Barış: Aşk olsun Lina..

'Töbe de be! Olmasın aşk meşk.'

Barış: Birileri yara almış sanırım..

'Almış sanırım..'

Yağmur: Hayatım şuanda bunlardan bahsetmesek?'


     Yağmur'un Barış'a uyarıcı bir ses tonuyla söylediği şeye gülmeden edemedim. Bahsetmesek bile aklımdan çıkmıyor ki. Ama evet şuan da bahsedersek onlarında tadının kaçmasına sebep olurum. Bu artık istediğim son şey bile değil.

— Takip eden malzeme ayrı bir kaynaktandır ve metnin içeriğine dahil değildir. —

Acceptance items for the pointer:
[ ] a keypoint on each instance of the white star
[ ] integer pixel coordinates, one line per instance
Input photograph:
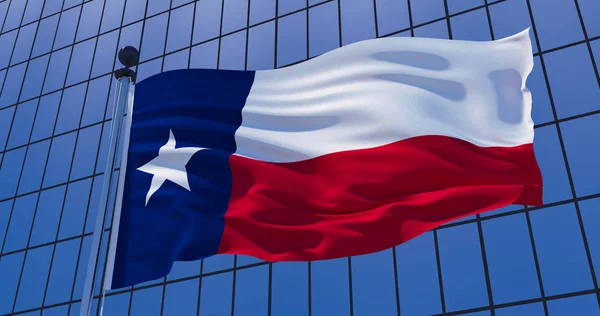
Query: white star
(169, 165)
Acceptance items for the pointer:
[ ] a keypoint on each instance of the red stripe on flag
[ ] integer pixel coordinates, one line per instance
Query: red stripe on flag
(363, 201)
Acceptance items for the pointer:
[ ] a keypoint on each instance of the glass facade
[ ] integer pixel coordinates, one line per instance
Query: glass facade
(56, 94)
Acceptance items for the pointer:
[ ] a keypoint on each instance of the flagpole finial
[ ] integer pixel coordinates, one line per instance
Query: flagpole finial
(129, 57)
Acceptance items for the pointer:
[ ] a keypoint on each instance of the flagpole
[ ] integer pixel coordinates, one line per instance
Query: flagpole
(128, 56)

'Evet bunlardan bahsetmeyelim. Siz anlatın bakalım. Nasıl bunca süre içinizde tutabildiniz bu aşkı. Hele sen Yağmur! Bana bile söylemedin!'

Yağmur: Ya kuzum! O kadar imkansız görüyordum ki.. Söylemeye bile gerek duymadım.

Barış: Sen mi ben mi? O gün Lina'dan haber alamadığın gün beni aradığında o kadar mutlu oldum ki. Hakikaten benim numaramı nereden buldun?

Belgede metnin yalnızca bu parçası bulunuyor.